Telling you of the years of hurt and abuse I had suffered at the hands of my ex-husband, revealing how inadequate I had felt when my marriage had failed and how I had been unable to even feel desire with another man since he had left. Your warmth and understanding endears you to me and your sexy and flirtatious ways tempted me to delve into the world of yearning for a man's touch on my body once again.

And that causes passion to erupt with volcanic strength, to dispel the cavernous aloneness we have both felt for such a long time. It has filled a void that has been empty within me for entirely too long.


I sigh and surrender to your embrace. How is it that a single hug can make me feel so at ease? Being lost in your arms is intensely blissful, washing away years of hurt and rejection, replacing them with feelings of acceptance and belonging.


Your tongue slips between my lips sending waves of electricity shooting down through my body awakening sensations long forgotten and quickly welcomed. You relinquish your hold on my hands only to slide your hands up my arms until you hold my face gently and kiss me with the tenderness of first love sweethearts and the passion of well-acquainted lovers. A subtle moan slips from my mouth as your tongue searches out mine, drawing it deeply into your waiting mouth. I give my mouth to you, openly and without reservation feeling your silken tongue stroking my lips before taking them gently between your teeth.

I gasped feeling that familiar wetness that only a man can bring on in a woman.

How wonderful it is to have someone resuscitate such a heated bodily response when I thought those feelings would forever be barred to me.

Your hot wet lips worked down to my delightfully sensitive neck and began to bite and suck the soft skin found there as your free hand manipulated the buttons of my blouse exposing the lace bra that restrain my taught breasts. This time it is your turn to moan. The sight of my breasts with nipples standing at attention was almost more than you could bear. You wanted me, now.

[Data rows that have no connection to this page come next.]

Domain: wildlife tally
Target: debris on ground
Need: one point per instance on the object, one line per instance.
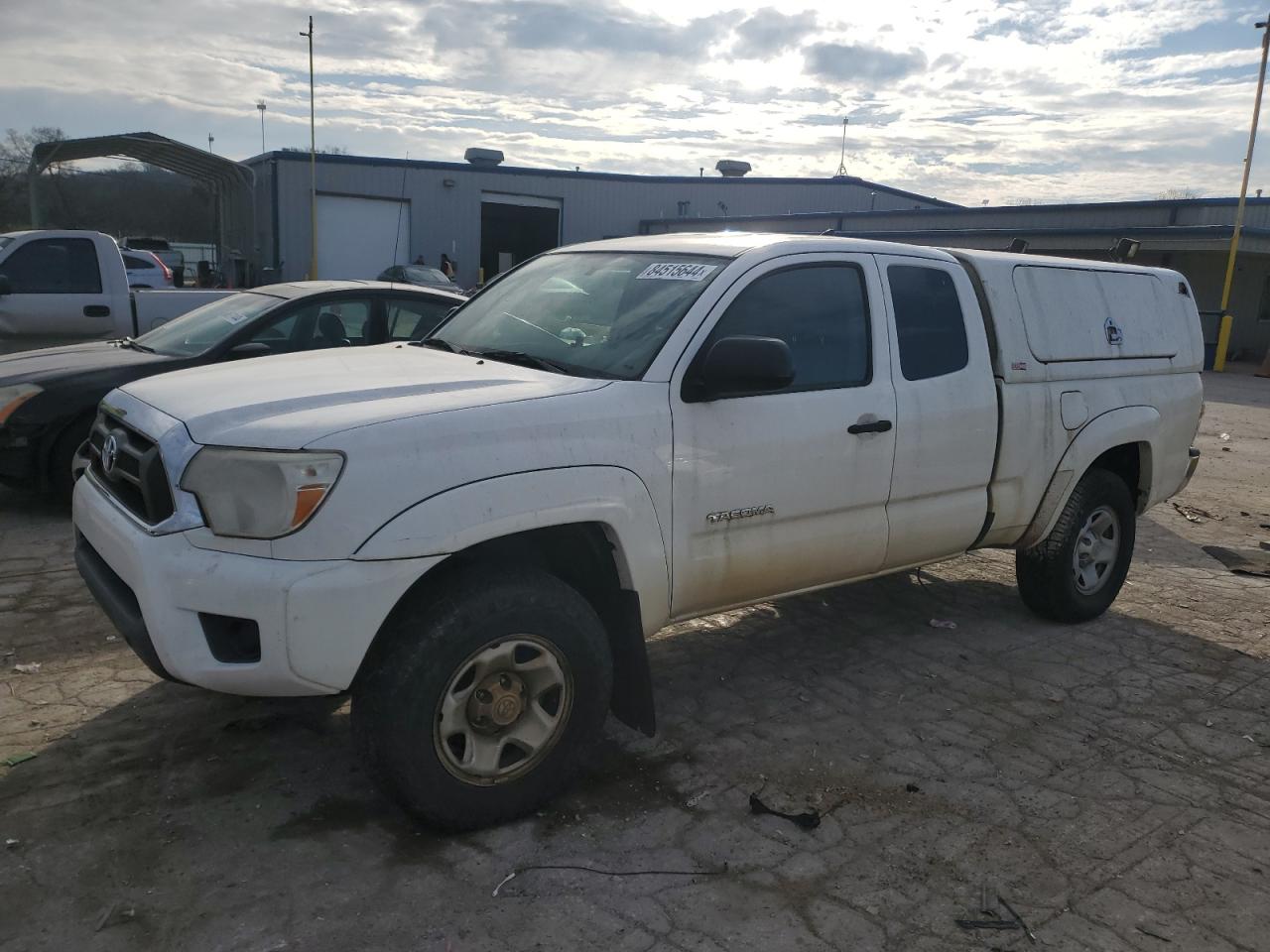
(1242, 561)
(1194, 513)
(1017, 918)
(808, 821)
(570, 867)
(987, 924)
(114, 915)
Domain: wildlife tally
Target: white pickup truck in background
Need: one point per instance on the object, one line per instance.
(62, 287)
(475, 535)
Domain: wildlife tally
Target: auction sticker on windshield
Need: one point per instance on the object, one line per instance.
(676, 271)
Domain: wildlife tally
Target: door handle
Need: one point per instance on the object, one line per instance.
(873, 426)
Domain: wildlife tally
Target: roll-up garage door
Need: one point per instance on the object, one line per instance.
(358, 238)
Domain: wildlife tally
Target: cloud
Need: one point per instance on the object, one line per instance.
(769, 32)
(969, 99)
(867, 64)
(572, 28)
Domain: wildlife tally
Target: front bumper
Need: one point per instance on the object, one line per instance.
(316, 619)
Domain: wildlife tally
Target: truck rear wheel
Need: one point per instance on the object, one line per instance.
(483, 701)
(1076, 571)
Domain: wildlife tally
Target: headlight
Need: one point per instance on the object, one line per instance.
(258, 493)
(13, 398)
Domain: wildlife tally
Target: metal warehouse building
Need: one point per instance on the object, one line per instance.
(486, 216)
(1192, 236)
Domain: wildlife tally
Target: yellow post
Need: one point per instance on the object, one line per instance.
(313, 163)
(1223, 334)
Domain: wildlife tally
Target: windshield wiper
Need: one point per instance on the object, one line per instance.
(436, 343)
(522, 358)
(135, 345)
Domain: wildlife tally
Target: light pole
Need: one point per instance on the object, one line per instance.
(1223, 334)
(313, 162)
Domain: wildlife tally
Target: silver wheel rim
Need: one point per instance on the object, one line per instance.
(1096, 548)
(503, 710)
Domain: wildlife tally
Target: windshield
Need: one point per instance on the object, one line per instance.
(206, 326)
(589, 313)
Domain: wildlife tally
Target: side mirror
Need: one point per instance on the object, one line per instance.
(253, 348)
(740, 366)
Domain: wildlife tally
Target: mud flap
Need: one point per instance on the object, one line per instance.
(633, 682)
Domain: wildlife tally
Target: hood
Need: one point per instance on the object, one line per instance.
(58, 362)
(286, 403)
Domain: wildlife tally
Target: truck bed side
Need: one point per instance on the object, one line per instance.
(1061, 414)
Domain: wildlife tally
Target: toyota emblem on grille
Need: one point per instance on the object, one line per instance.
(109, 453)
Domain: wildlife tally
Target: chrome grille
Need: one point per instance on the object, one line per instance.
(130, 467)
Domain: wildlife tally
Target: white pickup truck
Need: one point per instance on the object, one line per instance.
(60, 287)
(475, 535)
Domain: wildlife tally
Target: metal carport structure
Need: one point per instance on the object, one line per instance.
(234, 185)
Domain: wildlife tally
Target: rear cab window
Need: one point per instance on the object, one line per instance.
(54, 267)
(930, 326)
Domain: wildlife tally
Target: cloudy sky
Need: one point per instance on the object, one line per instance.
(969, 100)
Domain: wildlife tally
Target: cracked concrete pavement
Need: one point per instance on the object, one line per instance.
(1110, 779)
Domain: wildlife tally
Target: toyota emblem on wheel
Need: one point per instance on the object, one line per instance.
(109, 453)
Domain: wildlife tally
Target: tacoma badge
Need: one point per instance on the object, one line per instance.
(728, 516)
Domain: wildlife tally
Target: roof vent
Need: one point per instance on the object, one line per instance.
(484, 157)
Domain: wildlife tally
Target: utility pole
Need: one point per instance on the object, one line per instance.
(842, 155)
(1223, 334)
(313, 162)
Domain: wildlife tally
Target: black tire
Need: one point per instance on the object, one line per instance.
(62, 481)
(423, 647)
(1046, 572)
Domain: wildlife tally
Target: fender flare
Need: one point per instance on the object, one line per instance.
(1127, 424)
(477, 512)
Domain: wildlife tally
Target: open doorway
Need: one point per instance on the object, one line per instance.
(515, 227)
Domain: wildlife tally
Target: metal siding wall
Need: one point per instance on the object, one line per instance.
(448, 218)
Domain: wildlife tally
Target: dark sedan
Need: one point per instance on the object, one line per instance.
(49, 398)
(421, 276)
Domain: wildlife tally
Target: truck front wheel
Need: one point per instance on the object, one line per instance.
(483, 701)
(1076, 571)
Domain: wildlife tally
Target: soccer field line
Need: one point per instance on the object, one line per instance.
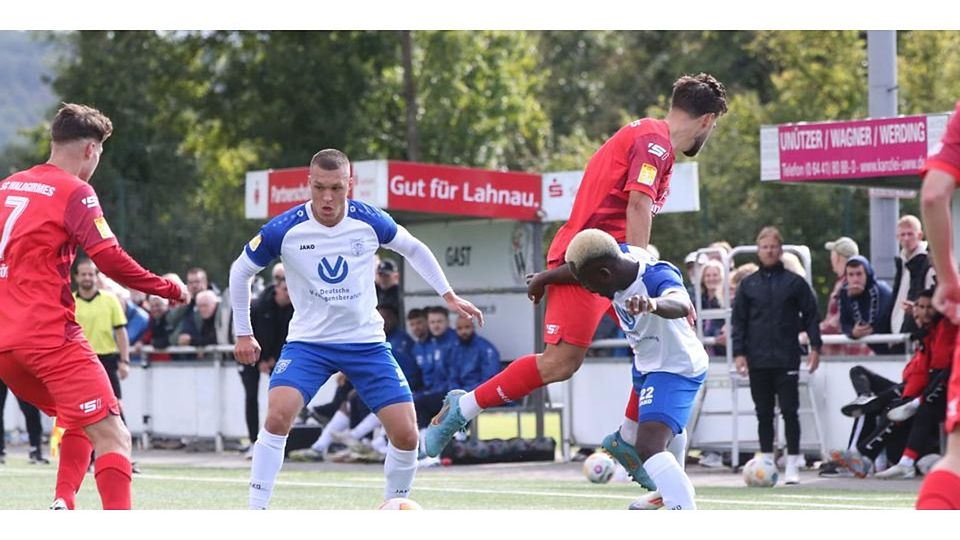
(531, 493)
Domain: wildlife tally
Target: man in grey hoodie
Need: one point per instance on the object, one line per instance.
(865, 303)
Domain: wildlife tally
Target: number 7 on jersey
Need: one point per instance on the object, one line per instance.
(19, 204)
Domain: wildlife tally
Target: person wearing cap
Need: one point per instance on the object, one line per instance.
(388, 284)
(840, 250)
(914, 273)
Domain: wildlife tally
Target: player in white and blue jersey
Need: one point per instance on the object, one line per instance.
(328, 247)
(669, 365)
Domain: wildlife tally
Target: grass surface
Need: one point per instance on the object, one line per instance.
(222, 484)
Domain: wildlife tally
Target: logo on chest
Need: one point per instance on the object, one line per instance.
(333, 272)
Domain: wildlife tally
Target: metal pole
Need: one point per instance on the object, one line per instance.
(882, 103)
(538, 324)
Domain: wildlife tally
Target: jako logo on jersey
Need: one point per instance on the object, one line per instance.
(335, 273)
(90, 406)
(657, 150)
(357, 246)
(627, 319)
(281, 367)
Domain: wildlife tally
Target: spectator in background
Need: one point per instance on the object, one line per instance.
(841, 250)
(138, 320)
(653, 251)
(270, 313)
(711, 297)
(914, 273)
(160, 330)
(792, 263)
(34, 429)
(865, 303)
(690, 262)
(388, 283)
(608, 328)
(104, 325)
(433, 359)
(211, 330)
(185, 319)
(473, 359)
(772, 307)
(924, 398)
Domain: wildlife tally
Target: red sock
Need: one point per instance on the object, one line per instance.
(633, 406)
(516, 381)
(113, 473)
(940, 491)
(75, 449)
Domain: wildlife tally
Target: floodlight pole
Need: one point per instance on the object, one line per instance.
(882, 103)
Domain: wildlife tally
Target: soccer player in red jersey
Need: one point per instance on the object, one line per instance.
(624, 185)
(46, 212)
(941, 173)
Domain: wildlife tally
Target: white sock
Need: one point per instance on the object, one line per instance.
(672, 483)
(399, 468)
(367, 425)
(628, 431)
(468, 406)
(678, 447)
(267, 460)
(339, 422)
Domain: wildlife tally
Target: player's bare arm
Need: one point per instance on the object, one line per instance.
(639, 219)
(537, 283)
(463, 307)
(669, 306)
(938, 188)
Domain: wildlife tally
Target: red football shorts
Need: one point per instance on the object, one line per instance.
(572, 315)
(68, 382)
(953, 392)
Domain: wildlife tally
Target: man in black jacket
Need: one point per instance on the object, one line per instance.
(771, 308)
(270, 314)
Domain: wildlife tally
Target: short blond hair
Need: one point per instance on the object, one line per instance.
(589, 245)
(770, 231)
(910, 221)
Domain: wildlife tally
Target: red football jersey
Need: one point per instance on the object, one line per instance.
(639, 157)
(946, 156)
(45, 213)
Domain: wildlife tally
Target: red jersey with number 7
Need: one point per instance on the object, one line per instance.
(639, 157)
(45, 213)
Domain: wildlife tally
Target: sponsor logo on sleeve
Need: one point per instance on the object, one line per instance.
(91, 406)
(103, 227)
(648, 174)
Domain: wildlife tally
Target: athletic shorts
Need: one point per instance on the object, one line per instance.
(573, 314)
(370, 367)
(666, 397)
(68, 382)
(953, 392)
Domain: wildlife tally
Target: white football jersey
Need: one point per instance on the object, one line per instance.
(329, 271)
(659, 344)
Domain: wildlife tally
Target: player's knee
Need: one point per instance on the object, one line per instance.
(559, 368)
(407, 439)
(277, 423)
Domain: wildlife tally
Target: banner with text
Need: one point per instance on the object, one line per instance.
(462, 191)
(848, 150)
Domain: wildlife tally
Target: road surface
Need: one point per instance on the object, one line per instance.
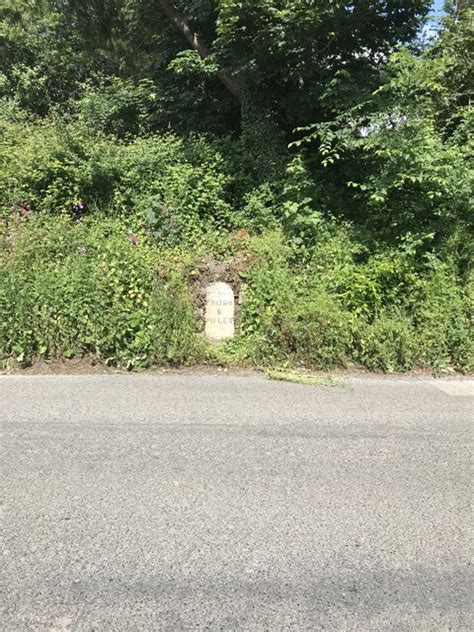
(230, 502)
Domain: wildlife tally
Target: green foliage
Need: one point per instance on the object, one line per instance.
(127, 158)
(86, 289)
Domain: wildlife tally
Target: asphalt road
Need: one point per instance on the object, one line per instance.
(224, 502)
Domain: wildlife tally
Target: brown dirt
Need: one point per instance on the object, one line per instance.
(91, 366)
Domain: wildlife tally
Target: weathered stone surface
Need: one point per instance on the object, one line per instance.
(219, 312)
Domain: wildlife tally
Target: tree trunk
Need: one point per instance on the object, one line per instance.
(193, 39)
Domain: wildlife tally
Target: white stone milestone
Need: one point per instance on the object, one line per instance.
(219, 312)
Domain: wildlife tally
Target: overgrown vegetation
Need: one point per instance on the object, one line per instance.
(322, 145)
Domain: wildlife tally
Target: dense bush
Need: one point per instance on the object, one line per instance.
(92, 287)
(127, 160)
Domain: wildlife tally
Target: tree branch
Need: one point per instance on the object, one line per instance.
(197, 44)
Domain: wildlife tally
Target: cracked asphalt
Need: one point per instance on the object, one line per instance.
(231, 502)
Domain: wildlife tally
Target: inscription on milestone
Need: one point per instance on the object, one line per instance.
(219, 312)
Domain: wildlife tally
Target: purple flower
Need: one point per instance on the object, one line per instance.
(79, 207)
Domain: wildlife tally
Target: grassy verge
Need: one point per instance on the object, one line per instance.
(107, 288)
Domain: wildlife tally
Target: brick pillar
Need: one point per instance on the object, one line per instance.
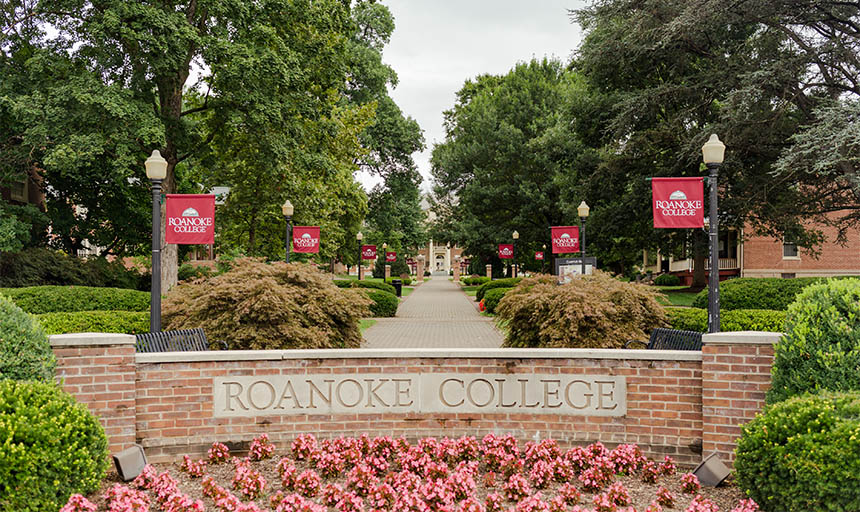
(98, 369)
(735, 378)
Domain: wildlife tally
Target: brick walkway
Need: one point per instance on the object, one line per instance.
(436, 315)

You proceeded to free my breasts from their confines, marveling at the nipples perched proudly on my soft small breasts. They seemed to call to you, begging you to be take and tease them. You were quick to oblige. Stooping down to my breasts, you flicked the erect nipple with the tip of your tongue and watched in amazement as it nearly doubled in size. I couldn't help being so responsive to your slightest touch. You can feel me tense and tremble as I've never done before.

My body had a mind of its own as I trembled beneath your exquisite touch. Every sensation felt virgin and vibrant and consumed me totally. The wetness below graced my thighs with its presence. Without even thinking your hand automatically made its way between my thighs seeking the juices that you knew to be sweet. As your fingers glided gently over my clit I shuddered. Two fingers worked their way inside immersing themselves in the warm slippery wetness of my aching womanhood. I reach up and circle my nipple knowing the sensations it evokes in you.

The ache in your balls grew intense as your desire rose.

"I want you to make love to me. I want you to show me what it is to be a woman again," I whisper in your ear. I knew you would be the one to reunite me with my sexuality.


"Oh baby, it will be my absolute pleasure to make love to you." And with that said, I took your hand leading you to my waiting bed.

Would it be the perfect encounter I had dreamed of? Would I be pleasing to you? I want to give you as much pleasure as you deserve.

It is important to me that I be as sexy and desirable to you as you are to me. I desperately need to know that I still have that sensual ability to make someone crumble at my touch. My ex-husband had certainly had no complaints. He claimed it was my best attribute. I had taken pride in my ability to pleasure my man, always seeking new and imaginative ways of keeping passion alive. It had worked until someone new came along.

That was then; this is now. Can I possibly measure up to your wants, your desires in a woman? Will you soon lose interest in me too? Will my world revert back to the dark void it was in when you reached through the darkness to awaken me? How long will we continue?